Seems pretty thorough, though this is may end up being a good lesson for GenZ/A not to post things in public spaces on the internet.
The page given by pavel_lishin above includes a sample data set that's only 6.2 GB:
https://zenodo.org/records/15170676/files/dataset_sample.zst...
But discord servers aren't considered "public spaces", hence the concept of an "invite".
This is akin to someone revealing they've been going to private parties and secretly recording everything.
It might not be illegal, but it's definitely not polite.
> In this regard, this paper introduces the most extensive Discord dataset available to date, comprising 2,052,206,308 messages from 4,735,057 unique users across 3,167 servers – approximately 10% of the servers listed in Discord’s Discovery tab, a feature designed to highlight public servers that users can join.
It sounds more like they went to the mall, picked 10% of the stores, and recorded conversations taking place in those stores.
I mean I use it for voice chatting with friends while gaming too and it's fine for that.
But if I have to beg and plead to a discord bot to join a channel to just read some docs, I'm just going to ignore your project. Not sorry about that at all.
I think part of the problem is that they confuse the semantics of nomenclature. "Servers" are not really servers, "forums" are not really forums, and so on and so forth.
Discord is walled and hard to search. If a channel or server closes then all that information is lost.
Tons of data will be lost to discord when it goes down.
Idk if you've ever tried to use discord for mods or other software but it sucks. It's confusing. Information isn't cataloged well. It's search sucks. It just isn't good for this kind of thing.
This is a feature of the platform, not a bug. Because of the lack of discoverability people act more genuine, for better or for worse, than public places like Twitter, Bsky, Facebook, Instagram, etc where you have to maintain your public image and/or act like HR is watching over your shoulder.
That being said, this feature also makes Discord inappropriate for things like release announcements, patch notes, etc. which should be publicly accessible.
That seems to be a counterpoint to your argument. Users on Twitter usually do not hold back.
Contrast this to Discord which is more like old-school IRC, in that even when everyone is using an alias, if you talk to the same people day-in day-out, you know a fair bit about their personal lives, such as name and where they work.
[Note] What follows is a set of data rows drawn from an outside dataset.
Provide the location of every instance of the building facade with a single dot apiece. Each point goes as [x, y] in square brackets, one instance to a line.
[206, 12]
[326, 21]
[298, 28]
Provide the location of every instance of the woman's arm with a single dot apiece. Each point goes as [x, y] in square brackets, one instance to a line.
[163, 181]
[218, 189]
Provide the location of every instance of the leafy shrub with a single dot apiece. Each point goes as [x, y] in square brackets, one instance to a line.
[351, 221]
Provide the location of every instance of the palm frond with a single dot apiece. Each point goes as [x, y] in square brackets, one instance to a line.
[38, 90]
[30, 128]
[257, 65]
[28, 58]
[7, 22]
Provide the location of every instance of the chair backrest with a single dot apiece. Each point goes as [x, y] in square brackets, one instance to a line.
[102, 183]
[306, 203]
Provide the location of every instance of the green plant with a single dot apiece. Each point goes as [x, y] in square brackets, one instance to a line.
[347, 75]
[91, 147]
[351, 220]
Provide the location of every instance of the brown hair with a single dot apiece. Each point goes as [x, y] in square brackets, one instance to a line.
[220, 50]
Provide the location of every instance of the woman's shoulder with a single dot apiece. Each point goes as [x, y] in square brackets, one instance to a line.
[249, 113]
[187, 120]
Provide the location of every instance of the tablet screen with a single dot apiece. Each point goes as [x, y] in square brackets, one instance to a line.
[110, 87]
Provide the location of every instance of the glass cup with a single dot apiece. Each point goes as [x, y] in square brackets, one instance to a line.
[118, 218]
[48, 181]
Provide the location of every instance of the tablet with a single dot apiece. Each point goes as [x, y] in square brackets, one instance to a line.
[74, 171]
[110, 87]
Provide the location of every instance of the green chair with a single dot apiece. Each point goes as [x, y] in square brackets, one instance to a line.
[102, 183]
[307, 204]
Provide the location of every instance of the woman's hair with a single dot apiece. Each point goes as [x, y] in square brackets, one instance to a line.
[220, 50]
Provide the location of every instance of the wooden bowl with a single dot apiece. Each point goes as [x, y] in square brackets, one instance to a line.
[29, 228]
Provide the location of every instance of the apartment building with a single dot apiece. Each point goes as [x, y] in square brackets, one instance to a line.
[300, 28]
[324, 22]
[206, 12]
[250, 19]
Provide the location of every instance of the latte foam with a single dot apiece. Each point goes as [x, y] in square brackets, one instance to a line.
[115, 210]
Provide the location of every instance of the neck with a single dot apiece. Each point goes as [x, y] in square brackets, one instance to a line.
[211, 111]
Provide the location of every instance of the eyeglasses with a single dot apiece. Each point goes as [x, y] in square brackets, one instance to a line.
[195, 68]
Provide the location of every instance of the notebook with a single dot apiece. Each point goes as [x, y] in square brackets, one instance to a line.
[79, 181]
Forums? No not generally unless you were a signed in user and often signups weren’t available to the general public just like here not all Discord rooms are automatically joinable. Digg, Reddit, slashdot were intentionally generally public forums that you could indeed search but they were the exception rather than the rule (in terms of count, not traffic). Indeed even Reddit has invite only forums that I believe aren’t searchable unless you are a member. Oh and searchable if you’re a member? That’s true for Discord.
If true, that seems like a huge oversight. I also wonder what would happen if someone finds their information in the dataset and requests it to be removed per GDPR or other privacy legislation.
In all honesty, it's better to reserve the effectiveness for private, personal data, for the sake of practicality.
E.g. if someone scraped hackernews and made a dataset containing this comment, i don't think i should have any right to complain.
So did Discord cooperate, or give special authorization for this collection? It wouldn’t appear that they could do so, if privacy belongs to their users at all.
I don't know what a "guild" is, if it's some Discord thing, and you don't say whether this is a good-faith human who joins, or a bot operator, intending to scrape. The hypothetical is irrelevant here; what is germane is that the expectation of privacy by the individual participants, and the terms which bind people who use that service.
The TOS clearly didn't prevent the use of API, but it may indeed prohibit such scraping, or threaten repercussions for people who break the terms, especially for someone who republishes the data. Your example of a simple download dump doesn't seem to involve republication, and that seems to be the major issue with scrapers.
How can you have an expectation of privacy in a public forum? Where did this bizarre disorder originate, where people knowingly put their writing out there for literally anyone to read, then turn around and start talking about "expectations of privacy" when they realize what it entails?
Well unfortunately it originated in the human condition, my friend.
I take it back about "expectation of privacy". Perhaps that is an outmoded concept.
Humans used to sort of have a default expectation of privacy. Being that gossip, slander and libel were sins and crimes, we could often safely gather in a room and isolate ourselves in a select group, and share our thoughts openly.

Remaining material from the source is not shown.